Picard urges Q to use his powers to return the moon to its proper orbit. Q insists he is powerless but offers his vast intellect and experience to assist the crew. Picard agrees and assigns Lt. Commander Data to monitor him. In engineering, Q flippantly suggests altering the gravitational constant of the universe, inspiring Chief Engineer La Forge to attempt a similar effect by wrapping the moon in a low-level warp field, allowing the ship to drag it back into place.

Meanwhile, Q struggles to adapt to his newfound humanity, experiencing fatigue, hunger, and other human conditions. Data tells Q that, as an android, he aspires to have the human experiences Q now resents. Shortly after, Q is attacked by the Calamarain, a gaseous alien species he once tormented. Picard deduces that Q sought refuge on the Enterprise to protect himself from the countless creatures he has mistreated. When the shields are lowered for a test of La Forge's procedure, the Calamarain attack again, and Data is nearly electrocuted defending Q from their assault. Realizing that his presence is causing more harm than good, Q steals a shuttlecraft and leaves the ship, intending to sacrifice himself to draw the Calamarain away.

As the Calamarain close in on the shuttle, a second Q being appears and informs Q that due to his selfless act, the Continuum is willing to restore his powers. Q accepts and subdues the Calamarain, but releases them after being reminded to reflect on the lessons he has learned. He then returns to the Enterprise to bestow a parting gift on Data: a few moments of laughter.

On learning that the Bre'el moon has been safely returned to orbit, Picard surmises that Q was responsible and muses that the omnipotent being may have a residue of humanity after all. However, Q's voice reminds him, "Don't bet on it."

==Reception==
In 2012, this episode was listed by Forbes as an alternative top ten Star Trek: The Next Generation episode selection, which said it was an excellent episode about Q with a good performance from actor John De Lancie.

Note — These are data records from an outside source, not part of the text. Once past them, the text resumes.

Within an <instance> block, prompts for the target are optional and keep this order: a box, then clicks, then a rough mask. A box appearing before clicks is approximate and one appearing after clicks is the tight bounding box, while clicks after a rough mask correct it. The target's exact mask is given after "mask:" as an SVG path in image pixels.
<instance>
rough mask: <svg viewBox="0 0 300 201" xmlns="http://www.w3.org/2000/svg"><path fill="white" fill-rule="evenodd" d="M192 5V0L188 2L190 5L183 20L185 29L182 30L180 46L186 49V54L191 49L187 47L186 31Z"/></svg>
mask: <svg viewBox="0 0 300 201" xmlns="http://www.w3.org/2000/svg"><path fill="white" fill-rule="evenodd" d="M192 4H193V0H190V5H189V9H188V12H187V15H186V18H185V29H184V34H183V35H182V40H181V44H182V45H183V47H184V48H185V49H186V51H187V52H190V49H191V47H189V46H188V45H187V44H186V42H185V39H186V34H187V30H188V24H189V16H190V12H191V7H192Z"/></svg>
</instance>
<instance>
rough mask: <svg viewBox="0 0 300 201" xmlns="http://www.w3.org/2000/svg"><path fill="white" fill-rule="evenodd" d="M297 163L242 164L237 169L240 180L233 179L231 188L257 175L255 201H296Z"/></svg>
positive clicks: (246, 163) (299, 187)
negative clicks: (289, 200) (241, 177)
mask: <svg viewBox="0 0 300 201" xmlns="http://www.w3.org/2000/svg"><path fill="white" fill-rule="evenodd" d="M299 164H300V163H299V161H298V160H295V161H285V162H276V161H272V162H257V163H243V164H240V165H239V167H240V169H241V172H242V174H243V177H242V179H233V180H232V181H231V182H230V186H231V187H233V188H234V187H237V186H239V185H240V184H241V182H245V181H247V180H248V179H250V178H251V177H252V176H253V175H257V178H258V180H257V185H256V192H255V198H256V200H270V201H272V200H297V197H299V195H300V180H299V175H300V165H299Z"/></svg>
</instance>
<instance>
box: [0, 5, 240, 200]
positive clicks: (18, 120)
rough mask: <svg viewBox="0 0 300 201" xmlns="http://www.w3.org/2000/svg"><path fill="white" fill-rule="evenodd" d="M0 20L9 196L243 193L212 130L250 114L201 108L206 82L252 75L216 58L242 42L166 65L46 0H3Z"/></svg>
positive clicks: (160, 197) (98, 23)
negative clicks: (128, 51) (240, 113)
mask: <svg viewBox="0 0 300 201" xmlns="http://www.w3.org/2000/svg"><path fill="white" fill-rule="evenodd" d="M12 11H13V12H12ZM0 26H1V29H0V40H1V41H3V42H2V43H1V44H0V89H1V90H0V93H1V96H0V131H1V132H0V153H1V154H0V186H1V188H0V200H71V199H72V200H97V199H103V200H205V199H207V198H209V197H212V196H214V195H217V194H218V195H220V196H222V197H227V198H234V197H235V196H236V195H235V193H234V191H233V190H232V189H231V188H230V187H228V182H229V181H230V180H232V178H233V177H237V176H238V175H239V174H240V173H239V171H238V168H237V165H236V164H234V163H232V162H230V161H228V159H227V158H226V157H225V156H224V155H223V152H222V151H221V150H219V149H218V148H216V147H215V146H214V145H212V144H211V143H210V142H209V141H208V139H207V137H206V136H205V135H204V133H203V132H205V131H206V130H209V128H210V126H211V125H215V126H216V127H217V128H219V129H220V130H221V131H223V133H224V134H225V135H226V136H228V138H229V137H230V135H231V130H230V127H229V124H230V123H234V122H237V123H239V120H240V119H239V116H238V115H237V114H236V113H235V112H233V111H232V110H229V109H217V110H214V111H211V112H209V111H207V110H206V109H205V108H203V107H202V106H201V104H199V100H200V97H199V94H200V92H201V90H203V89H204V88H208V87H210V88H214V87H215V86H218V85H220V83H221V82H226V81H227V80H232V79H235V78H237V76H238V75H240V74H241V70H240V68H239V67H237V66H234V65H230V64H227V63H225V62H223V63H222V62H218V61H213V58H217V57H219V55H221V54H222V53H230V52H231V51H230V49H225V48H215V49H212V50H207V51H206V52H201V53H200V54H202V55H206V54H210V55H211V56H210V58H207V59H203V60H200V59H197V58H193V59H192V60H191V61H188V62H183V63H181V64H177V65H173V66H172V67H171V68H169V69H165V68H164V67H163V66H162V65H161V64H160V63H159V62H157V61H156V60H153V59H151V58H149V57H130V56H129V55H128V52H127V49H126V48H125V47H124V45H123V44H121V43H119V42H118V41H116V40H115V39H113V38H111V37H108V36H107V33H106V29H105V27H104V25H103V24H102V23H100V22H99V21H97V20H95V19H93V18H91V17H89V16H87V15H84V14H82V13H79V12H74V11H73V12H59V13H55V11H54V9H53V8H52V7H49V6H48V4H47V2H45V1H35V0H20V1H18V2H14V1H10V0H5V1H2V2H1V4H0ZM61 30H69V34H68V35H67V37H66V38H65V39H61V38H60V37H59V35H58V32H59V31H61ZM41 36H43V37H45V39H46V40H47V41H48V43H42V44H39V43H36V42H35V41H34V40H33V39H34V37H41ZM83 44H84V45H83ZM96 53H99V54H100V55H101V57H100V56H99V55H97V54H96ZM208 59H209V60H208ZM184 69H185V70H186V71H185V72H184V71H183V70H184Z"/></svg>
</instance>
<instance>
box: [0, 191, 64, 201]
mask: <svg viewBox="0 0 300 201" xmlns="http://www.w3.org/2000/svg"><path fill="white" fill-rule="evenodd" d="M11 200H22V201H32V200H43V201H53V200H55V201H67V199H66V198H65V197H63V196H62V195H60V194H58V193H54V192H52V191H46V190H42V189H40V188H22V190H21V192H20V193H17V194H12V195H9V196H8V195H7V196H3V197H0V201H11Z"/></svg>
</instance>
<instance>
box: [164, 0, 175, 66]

Gizmodo ranked "Déjà Q" as the 87th out of 100 of the best of all over 700 Star Trek television episodes as of 2014. In 2019, Mike Bloom writing for The Hollywood Reporter listed "Deja Q" among the twenty five best episodes of the series. Bloom said this is one of the best episodes with Q, and his relationship with Data was "delightful". He also said this episode is the origin of the Picard facepalm, an internet meme, as did CNET.

In 2019 Screen Rant ranked "Déjà Q" one of the top ten episodes of Star Trek: The Next Generation, describing it as funny, noting how Q must "reconcile with his newfound mortality", and that it wraps up with a heart-warming ending. That same year, they ranked "Deja Q" the ninth-funniest episode.

In 2020, Rich Evans of Red Letter Media ranked this episode among his five most favourite episodes of Star Trek: The Next Generation.

In 2020 CBR said this was the 4th best episode with Q, and noted an IMDb rating of 8.6/10 at that time. It says the episode explored what it means to be human and have mercy.

==Releases==
The episode was released with Star Trek: The Next Generation season three DVD box set, released in the United States on July 2, 2002. This had 26 episodes of Season 3 on seven discs, with a Dolby Digital 5.1 audio track. It was released in high-definition Blu-ray in the United States on April 30, 2013.

This episode was released in the "Q Continuum" collection of LaserDisc. The collection was released on July 30, 1997 and was published by Paramount Home Video; it retailed for 100 USD. The set included the 2-part "Encounter at Farpoint", "Hide & Q", "Q Who?", and "Deja Q" on 12 inch optical discs in NTSC format with a total runtime of 230 minutes. The collection came in a Tri-Fold jacket that also included a letter from actor Jon De Lancie.

The episode was released in Japan on LaserDisc on July 5, 1996, in the half season set Log. 5: Third Season Part.1 by CIC Video. This included episodes up to "A Matter of Perspective" on 12-inch double sided optical discs. The video was in NTSC format with both English and Japanese audio tracks.